If that first paragraph sums up your feelings, you best just move along. We’re going to go for context here. And maybe a little nuance. Those things may frighten you, these shade of gray rather than a world of black and white. You’re better off sticking to most sports talk radio (or some nationally televised sports debate shows).

LeBron James is a well-rounded person with a family — he married his high school girlfriend — and children that are his priority. He’s built a brand and a business empire around himself , coming from the home of a single parent, and finding smart friends along the way he could trust to be his partners. He’s the first NBA superstar of the social media age, and with that has come plenty of criticism his predecessors in that spotlight never did.

All that leads to this question and answer from LeBron speaking to the media in Cleveland Tuesday.

Q. You’ve always said that throughout your career things never came easy, you always had to go the hard route, hard path. With this situation right here that you’re in, do you feel like this is not comfortable territory but territory that you’re accustomed to?

LEBRON JAMES: Yeah, it’s something I am accustomed to. It’s something that I feel like is — that it’s okay for me to kind of always go back and know that I can refocus. I can get my guys ready, get myself ready. But you hate to continue to put yourself in these positions, but at the end of the day it’s still just basketball, man, and that’s what gives me comfortable and I’m more comfortable about it because it’s just a game. I prepare myself, I’m going to go out and do my job and live with the results.

Of course, the line that will get pulled out of that and discussed until tip-off on Wednesday is “at the end of the day it’s still just basketball, man, and that’s what gives me comfortable and I’m more comfortable about it because it’s just a game.”

The hot take cannon will be firing shots all over the web and on radio waves about how LeBron just doesn’t love the game like Jordan.  That is just flat-out BS. On several counts.

First, this is LeBron’s seventh straight Finals — he has been here before. He knows what has to be done. Some people will blast a lack of “not in my house” defiance from him, but that’s just simplistic. LeBron was literally in this spot with almost this exact same team one year ago (and they won Game 3 by 30), he knows the task at hand and a bunch of bravado is not the answer.
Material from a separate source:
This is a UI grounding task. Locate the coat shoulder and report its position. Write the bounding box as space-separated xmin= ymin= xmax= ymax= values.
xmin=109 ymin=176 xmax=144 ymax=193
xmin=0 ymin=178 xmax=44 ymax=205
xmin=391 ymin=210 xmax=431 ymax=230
Also, he said this in answer to a previous question, but it doesn’t make the same hot take:

“We got to protect home. It starts with tomorrow. One game at a time, one possession at a time, and cleaning up on some of the miscues that we have had in the first couple games and not have as many.”

Second, Jordan loved the game so much he partied in casinos and smoked cigars the nights before games. Can you imagine the images of Jordan that would have come out in an era of camera phones? Jordan is the GOAT (or you can at least argue that case very well), but we have mythologized him and his competitive obsession in a way that is not healthy. Same with Kobe. The emotional attachment of people to defend Jordan as the GOAT even when it’s not required always amuses me.

Third, LeBron is right. It’s a game. It’s entertainment. He was being honest, not waiving a white flag. He has unquestionably given his all this series, he’s done what he can to lift his team up. He’s incredibly competitive and if (when) they lose this series, he will rededicate himself to getting another ring next year no matter who stands in the way. But this is not the most important thing in the world by a long shot, and it’s not the most important thing in his life (he’s got people painting racial epithets on the gates of his home). Nor should it be. If it’s the most important thing in yours, maybe it’s time for some real self-evaluation.